Mistro triplica «La crisi si batte con la qualità»

Venerdì 26 Agosto 2016
Mistro triplica «La crisi si batte con la qualità»
Mistro: allora investire in centro storico conviene ancora.
«Io parlo per il mio settore, la ristorazione. Negli ultimi anni abbiamo assistito all'apertura di tanti locali che dopo sei mesi, un anno al massimo, hanno chiuso. Quasi tutti erano gestiti da gente non preparata oppure che non aveva ben riflettuto se valesse veramente la pena di aprire in un determinato posto piuttosto che in un altro. E poi c'è chi si è fatto ammaliare dall'idea che a Treviso fosse facile fare soldi».
Veramente c'era questa convinzione?
«Sì. Per molto tempo, in altre province, c'era la convinzione che a Treviso si stesse talmente bene da non esserci problemi, che la gente spendesse senza troppi pensieri e che si potesse fare soldi semplicemente aprendo un locale. Poi si sono accorti che le cose non stanno così».
Tutta colpa della crisi.
«Fino a un certo punto. Nella ristorazione, anche durante il periodo più duro della crisi, chi ha puntato sulla qualità ha lavorato. Del resto chi una volta andava a mangiare fuori anche cinque volte la settimana, in tempo di ristrettezze ha ridotto le uscite a due. Ma quelle due volte però vuole qualità e professionalità. E chi sa garantirle, vince. Negli ultimi dieci anni a Treviso ha resistito solo chi ha saputo dare qualcosa in più puntando sulla qualità. Il resto è stato espulso dal mercato».
Quindi Treviso è appetibile, a patto di avere le idee chiare.
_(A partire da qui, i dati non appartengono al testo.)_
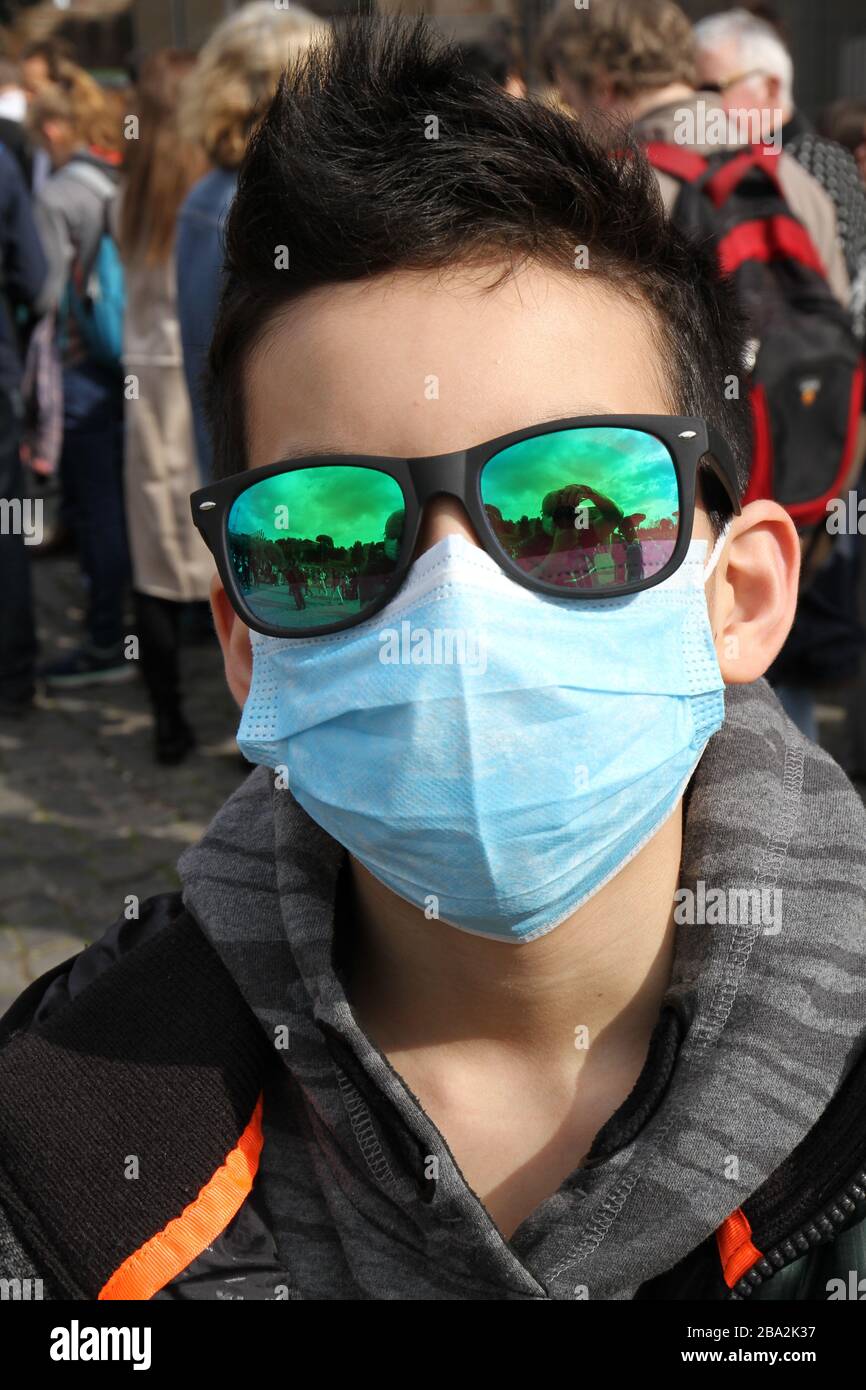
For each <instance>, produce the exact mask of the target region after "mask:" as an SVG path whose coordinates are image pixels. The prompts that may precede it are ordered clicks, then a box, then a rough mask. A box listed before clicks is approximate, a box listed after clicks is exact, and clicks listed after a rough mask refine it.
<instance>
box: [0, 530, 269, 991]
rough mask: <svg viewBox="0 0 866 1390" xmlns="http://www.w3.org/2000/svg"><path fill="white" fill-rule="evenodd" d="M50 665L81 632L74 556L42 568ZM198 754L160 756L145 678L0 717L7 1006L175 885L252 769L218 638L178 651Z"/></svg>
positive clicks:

«È così. E poi, adesso, è anche un momento favorevole. Siamo alla vigilia dell'apertura della mostra di Goldin, poi ci sarà l'adunata degli Alpini e altre manifestazioni volute dalla giunta comunale. Tutto questo potrebbe veramente essere un toccasana per il nostro settore ma anche per l'intero mondo del commercio».
Lei ha puntato sul Cavallino, locale che ha un suo posto ben specifico nella storia di Treviso ma chiuso da molti anni. È amante del rischio?
«Non sono stato il primo a tentare di prendere il Cavallino. Prima di me ci hanno provato altri cinquanta imprenditori, ma il proprietario dello stabile ha sempre detto di no perché voleva preservare la tradizione trevigiana. Avrebbe potuto cedere e aprirci un ristorante cinese o un punto ristoro di qualche grande catena americana. Invece gli è piaciuto il mio progetto basato sulla cucina tradizionale. Ma ho dovuto faticare non poco per convincerlo, gli sono stato dietro almeno sei mesi. È ovviamente una sfida, ma ci credo».
Però apre in un punto che è pur sempre ai margini del centro storico, dall'altra parte della città rispetto anche alla zone della mostra.
«Ma la gente va fuori provincia per mangiare il pesce, oppure va nel padovano per il bollito o sul Montello per i funghi: noi portiamo tutto questo qui. E contiamo che vengano a trovarci. E poi le sfide mi piacciono: nella mia carriera ho sempre puntato su locali storici in decadenza. Ho preso il Caffè Teatro quando era chiuso e nessuno lo voleva; la Colonnetta su cui nessuno metteva mano da trent'anni; il bar Borsa chiuso da un anno. Adesso il Cavallino, per i prossimi dodici anni, tornerà un ristorante tipico».
A proposito del bar Borsa: che fine farà?
«Ovviamente rimane. Ma il suo destino è legato a cosa farà la Camera di Commercio, noi siamo in affitto. Se, come si sente in giro, verrà venduto tutto l'immobile per noi diventa tutto incerto. Dipenderà da chi compra. Staremo a vedere».
E il menù dell'inaugurazione del Cavallino?
«Un classico: risotto con i "durei", bigoli in salsa, gnocchi con il baccalà alla Vicentina, seppie in umido. La cucina della tradizione sarà il nostro punto di riferimento».